Entrare a farvi parte denunciava la dichiarata e consapevole volontà di concorrere a tale azione perturbatrice per la parte di rispettiva competenza, ad essa apportando il patrimonio personale della propria capacità professionale, delle proprie relazioni e delle influenze esercitabili
Su Domani prosegue il Blog mafie, da un’idea di Attilio Bolzoni e curato insieme a Francesco Trotta. Potete seguirlo su questa pagina. Ogni mese un macro-tema, approfondito con un nuovo contenuto al giorno in collaborazione con l’associazione Cosa vostra. Questa serie pubblicherà ampi stralci del lavoro svolto dalla Commissione parlamentare d’inchiesta sulla P2 presieduta da Tina Anselmi
Dopo aver studiato la struttura dell'associazione, vediamo adesso come essa si ponesse in relazione al perseguimento dei fini associativi, nonché quali fossero la compartecipazione programmatica e la conoscenza reale dei soci in ordine agli scopi ultimi dell'organizzazione alla quale avevano scelto di aderire.

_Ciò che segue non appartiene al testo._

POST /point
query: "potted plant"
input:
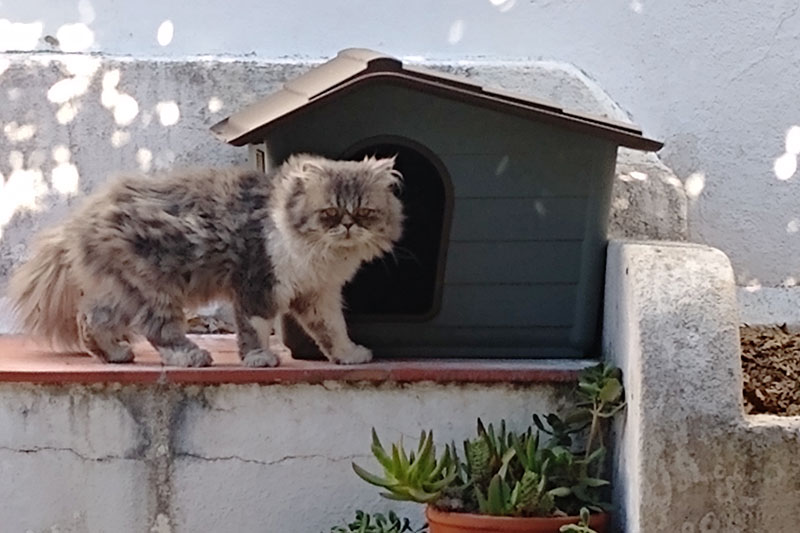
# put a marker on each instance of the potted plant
(378, 523)
(537, 480)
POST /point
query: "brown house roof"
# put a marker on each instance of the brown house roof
(355, 67)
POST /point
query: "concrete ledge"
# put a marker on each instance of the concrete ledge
(216, 458)
(687, 458)
(23, 361)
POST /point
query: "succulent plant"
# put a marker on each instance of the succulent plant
(378, 523)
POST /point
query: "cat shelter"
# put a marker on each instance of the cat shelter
(506, 199)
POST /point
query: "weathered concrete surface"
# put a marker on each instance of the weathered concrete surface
(760, 306)
(220, 458)
(70, 121)
(687, 457)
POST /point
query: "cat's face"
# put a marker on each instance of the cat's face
(343, 204)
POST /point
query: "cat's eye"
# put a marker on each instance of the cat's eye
(365, 212)
(330, 212)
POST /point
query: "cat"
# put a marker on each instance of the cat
(138, 252)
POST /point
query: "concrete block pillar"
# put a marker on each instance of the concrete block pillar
(671, 324)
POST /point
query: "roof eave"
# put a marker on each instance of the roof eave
(621, 136)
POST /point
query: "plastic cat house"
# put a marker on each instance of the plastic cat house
(506, 200)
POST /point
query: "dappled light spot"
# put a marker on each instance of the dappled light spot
(502, 165)
(120, 138)
(65, 179)
(67, 112)
(633, 176)
(67, 89)
(86, 11)
(456, 32)
(81, 65)
(61, 154)
(21, 189)
(753, 285)
(168, 113)
(19, 36)
(77, 37)
(214, 104)
(695, 184)
(785, 166)
(165, 33)
(503, 5)
(111, 79)
(144, 158)
(793, 140)
(126, 109)
(16, 132)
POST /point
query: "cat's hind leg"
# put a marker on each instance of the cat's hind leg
(102, 334)
(252, 336)
(322, 318)
(165, 328)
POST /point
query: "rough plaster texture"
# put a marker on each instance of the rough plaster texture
(220, 458)
(687, 458)
(716, 80)
(71, 121)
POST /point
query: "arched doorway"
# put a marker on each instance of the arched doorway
(408, 284)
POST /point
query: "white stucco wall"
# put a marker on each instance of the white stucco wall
(718, 81)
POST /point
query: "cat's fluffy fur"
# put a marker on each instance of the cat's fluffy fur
(144, 248)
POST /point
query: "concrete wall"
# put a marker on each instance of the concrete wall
(72, 120)
(687, 458)
(716, 80)
(85, 459)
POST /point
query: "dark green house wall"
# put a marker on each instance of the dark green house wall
(525, 257)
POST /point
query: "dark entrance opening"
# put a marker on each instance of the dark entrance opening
(407, 284)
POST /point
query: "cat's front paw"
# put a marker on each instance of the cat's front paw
(260, 358)
(357, 355)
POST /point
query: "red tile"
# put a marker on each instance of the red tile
(24, 361)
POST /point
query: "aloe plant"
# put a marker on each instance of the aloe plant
(378, 523)
(511, 473)
(418, 477)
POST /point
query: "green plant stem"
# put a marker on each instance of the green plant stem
(592, 431)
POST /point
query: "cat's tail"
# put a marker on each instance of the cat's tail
(44, 294)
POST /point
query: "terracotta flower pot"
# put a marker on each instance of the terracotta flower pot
(442, 522)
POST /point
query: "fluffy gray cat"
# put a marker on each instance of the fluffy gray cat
(138, 252)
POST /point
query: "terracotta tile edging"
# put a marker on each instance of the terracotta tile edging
(22, 361)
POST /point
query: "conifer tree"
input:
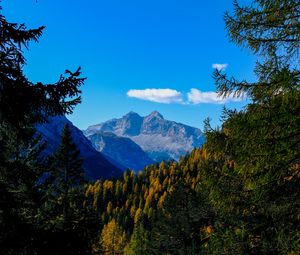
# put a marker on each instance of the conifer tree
(253, 166)
(113, 239)
(66, 178)
(22, 105)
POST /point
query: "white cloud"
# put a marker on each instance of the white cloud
(220, 67)
(196, 96)
(165, 96)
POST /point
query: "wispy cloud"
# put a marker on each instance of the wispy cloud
(165, 96)
(195, 96)
(220, 67)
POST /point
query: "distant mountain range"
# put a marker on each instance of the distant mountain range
(95, 164)
(131, 142)
(159, 138)
(121, 149)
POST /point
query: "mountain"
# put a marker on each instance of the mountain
(121, 149)
(161, 139)
(95, 164)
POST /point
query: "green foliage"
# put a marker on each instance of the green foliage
(22, 105)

Anticipando qui argomenti e conclusioni che costituiscono lo sviluppo successivo del presente lavoro, possiamo affermare che la Loggia P2 si delinea nettamente alla nostra attenzione come una complessa struttura dedita ad attività di indebita, se non illecita, pressione ed ingerenza sui più delicati ed importanti settori, ai fini sia di arricchimento personale, sia di incremento di potere, tanto personale quanto della loggia.

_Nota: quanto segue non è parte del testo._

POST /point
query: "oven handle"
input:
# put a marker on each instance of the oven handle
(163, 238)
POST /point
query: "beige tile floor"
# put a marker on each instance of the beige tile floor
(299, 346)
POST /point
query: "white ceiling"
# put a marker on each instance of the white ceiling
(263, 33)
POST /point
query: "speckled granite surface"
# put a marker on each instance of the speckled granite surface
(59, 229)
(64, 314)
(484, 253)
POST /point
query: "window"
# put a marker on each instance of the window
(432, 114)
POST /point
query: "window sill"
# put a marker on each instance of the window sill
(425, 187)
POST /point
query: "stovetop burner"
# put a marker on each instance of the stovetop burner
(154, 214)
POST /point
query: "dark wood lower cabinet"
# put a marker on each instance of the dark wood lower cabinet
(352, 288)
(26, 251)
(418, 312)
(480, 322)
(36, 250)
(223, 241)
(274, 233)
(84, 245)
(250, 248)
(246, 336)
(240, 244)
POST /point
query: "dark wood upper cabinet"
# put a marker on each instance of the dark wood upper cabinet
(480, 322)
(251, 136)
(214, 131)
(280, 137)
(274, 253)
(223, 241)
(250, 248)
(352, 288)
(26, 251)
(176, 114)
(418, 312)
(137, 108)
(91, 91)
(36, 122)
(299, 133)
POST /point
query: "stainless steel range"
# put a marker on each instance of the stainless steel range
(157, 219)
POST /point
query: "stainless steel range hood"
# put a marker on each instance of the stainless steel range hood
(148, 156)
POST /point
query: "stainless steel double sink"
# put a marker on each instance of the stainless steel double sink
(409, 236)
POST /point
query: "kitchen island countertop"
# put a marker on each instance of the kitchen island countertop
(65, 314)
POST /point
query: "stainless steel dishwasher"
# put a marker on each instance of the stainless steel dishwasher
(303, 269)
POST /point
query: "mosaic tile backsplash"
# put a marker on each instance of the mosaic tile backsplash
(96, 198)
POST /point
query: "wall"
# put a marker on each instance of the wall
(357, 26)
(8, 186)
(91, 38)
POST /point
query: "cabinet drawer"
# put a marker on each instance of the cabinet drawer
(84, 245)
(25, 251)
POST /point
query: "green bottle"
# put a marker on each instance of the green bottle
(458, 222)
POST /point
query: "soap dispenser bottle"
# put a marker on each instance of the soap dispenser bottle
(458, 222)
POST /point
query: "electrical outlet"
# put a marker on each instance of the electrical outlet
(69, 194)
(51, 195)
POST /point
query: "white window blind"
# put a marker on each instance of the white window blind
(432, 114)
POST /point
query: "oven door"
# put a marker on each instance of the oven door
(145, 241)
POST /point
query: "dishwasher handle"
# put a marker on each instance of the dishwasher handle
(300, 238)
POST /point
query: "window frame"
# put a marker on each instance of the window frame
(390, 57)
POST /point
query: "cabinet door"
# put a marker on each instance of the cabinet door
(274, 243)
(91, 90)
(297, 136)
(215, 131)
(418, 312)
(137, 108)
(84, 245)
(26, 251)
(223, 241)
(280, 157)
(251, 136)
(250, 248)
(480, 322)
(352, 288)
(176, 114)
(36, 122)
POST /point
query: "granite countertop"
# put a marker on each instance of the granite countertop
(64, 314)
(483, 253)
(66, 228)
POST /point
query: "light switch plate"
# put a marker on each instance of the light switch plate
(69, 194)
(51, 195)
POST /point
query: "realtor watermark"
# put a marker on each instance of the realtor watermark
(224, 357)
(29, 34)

Questa ramificata azione, perturbatrice dell'ordinato svolgimento delle istituzioni e degli apparati, interessava i campi più svariati della vita nazionale: dalla politica all'economia, dall'editoria ai ministeri. Questa enunciazione consente alla Commissione di affermare, con riferimento alla finalità immediata della Loggia P2, che essa era come tale non solo conosciuta dagli aderenti, ma si poneva come motivo primo della loro adesione alla associazione.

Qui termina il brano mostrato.